La calle donde está la Parroquia es una de las vías de salida más antiguas de la ciudad. En ella estaba la “Porta Ferrisa” una de las puertas de la medina árabe y comunica el casco antiguo y la zona del puerto con la zona este, con el Pla, uno de los barrios más poblados de Alicante.
A estas horas, el espectáculo suele ser dantesco, contenedores volcados, vasos y botellas rotos en la acera y los “muertos vivientes” subiendo como pueden y a bandazos por la calle, esperando poder llegar a sus casas antes de que luzca en su plenitud el sol y se disuelvan como humo en medio de las calles de la ciudad que despierta.
Grupos de tres o cuatro, o a veces solitarios despojos; ellos medio descamisados, ellas con los zapatos en las manos, el maquillaje corrido en la cara, desgreñados, auténticos emuladores del bodrio televisivo “The walking dead” que tanto éxito cosechó este invierno pasado en la telebasura.

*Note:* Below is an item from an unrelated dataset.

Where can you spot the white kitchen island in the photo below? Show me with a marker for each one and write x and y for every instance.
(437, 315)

Comenzaba la Proscomidia en medio del silencio del santuario. Todavía no han llegado los servidores del altar y hay paz en los atrios del Señor. Recuerdas los nombres de los vivos y los difuntos y los vas poniendo junto al Cordero, a la Madre de Dios y los Santos. Al final añadí una partícula más: “por todos los que aun estando vivos, están muertos, acuérdate de ellos, Señor”
El Evangelio del domingo era aquél en el que San Lucas nos narra el milagro de la resurrección del hijo de la viuda de Naim. No conocemos cual eran sus nombres, pero sí el echo de la inmensa tragedia con la que se encontró nuestro Señor aquel día al acercarse a la ciudad de Naim, “la Hermosa”, cercana a Cafanaum. Una viuda llevaba a enterrar a su Hijo único rodeada de una gran multitud de la ciudad.

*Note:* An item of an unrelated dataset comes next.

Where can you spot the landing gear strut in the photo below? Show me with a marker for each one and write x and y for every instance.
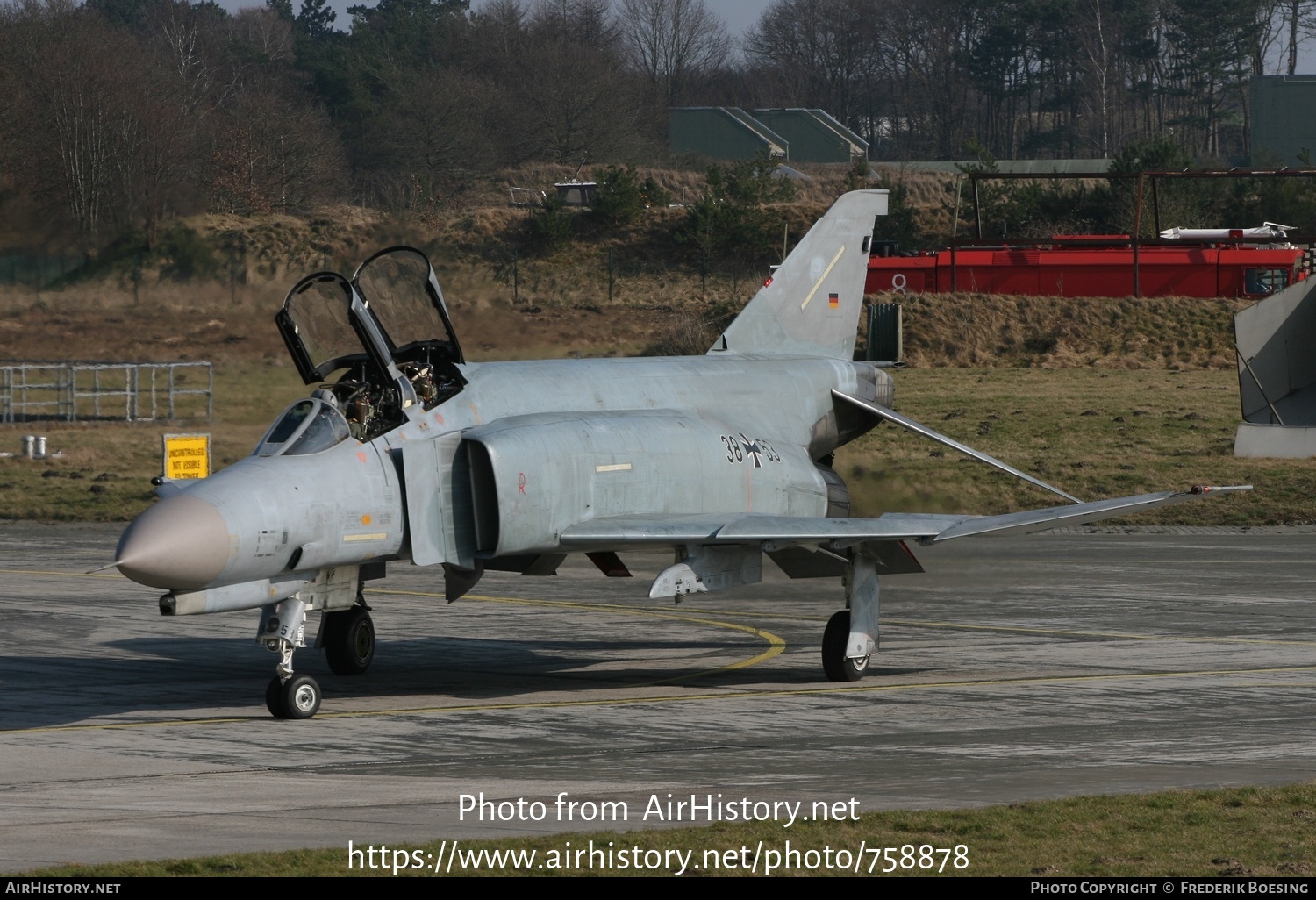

No es lo natural, lo que todos pensamos, lo que parece lógico: el que una madre tenga que enterrar a su hijo, un joven (Jesús lo llama “neanias“ muchacho) nos parece una aberración, una broma macabra de la naturaleza. Pero es así, nadie sabe cuando llegará su momento y en mi años como sacerdote y por las características especiales de la población emigrante, los entierros que he celebrado han sido, casi siempre, de jóvenes en la plenitud de la vida.
Una desgracia más se cernía sobre esta mujer, era su hijo único y ya había enterrado a su marido. Él era su esperanza, el que le garantizaría llevar una vida con dignidad en el futuro. Ahora su muerte la condenaba, como a casi todas las viudas sin hijos de su época a la miseria y la mendicidad. Basta con recordar otro de los pasajes del Evangelio, el del óbolo de la viuda, para ver un ejemplo de esta realidad. Esto fue lo que llevó a la Iglesia en sus primeros momentos a ejercer un fuerte papel de tutela con los huérfanos y las viudas.

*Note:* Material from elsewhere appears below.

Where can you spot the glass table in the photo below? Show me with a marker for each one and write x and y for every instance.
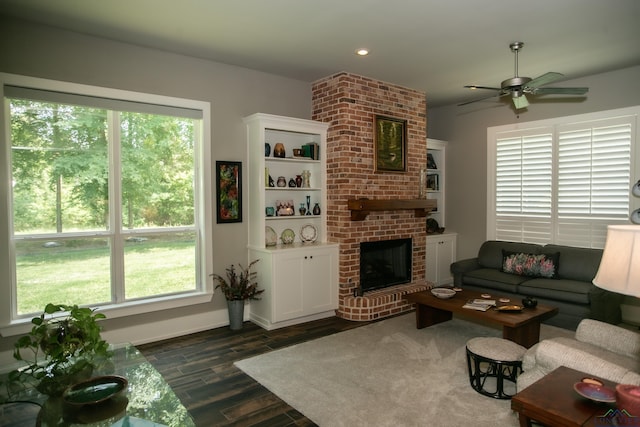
(148, 400)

Más Cristo, el Señor de la vida y de la muerte, le devuelve a su hijo, sano de nuevo, llenando a todos de temor ante el hecho, el que estaba muerto ha sido resucitado como imagen de la resurrección general del último día; ha sido levantado del lecho mortuorio por Aquél que se levantará de entre los muertos al tercer día, después de haber destrozado los cerrojos del Seol y haber vencido a la muerte.
Y esta perícopa evangélica, iluminaba la oscuridad de los muertos vivientes.
En los años 80, en España, el más nefasto de los políticos españoles, inspirado por el mismísimo Satanás se dio en promocionar lo que se denominó la “Movida Madrileña” Todo valía, sexo, drogas, alcohol… Y como un auténtico hijo de las tinieblas abrió las puertas de la noche para que aquellos desgraciados iniciasen su espiral hacia la muerte.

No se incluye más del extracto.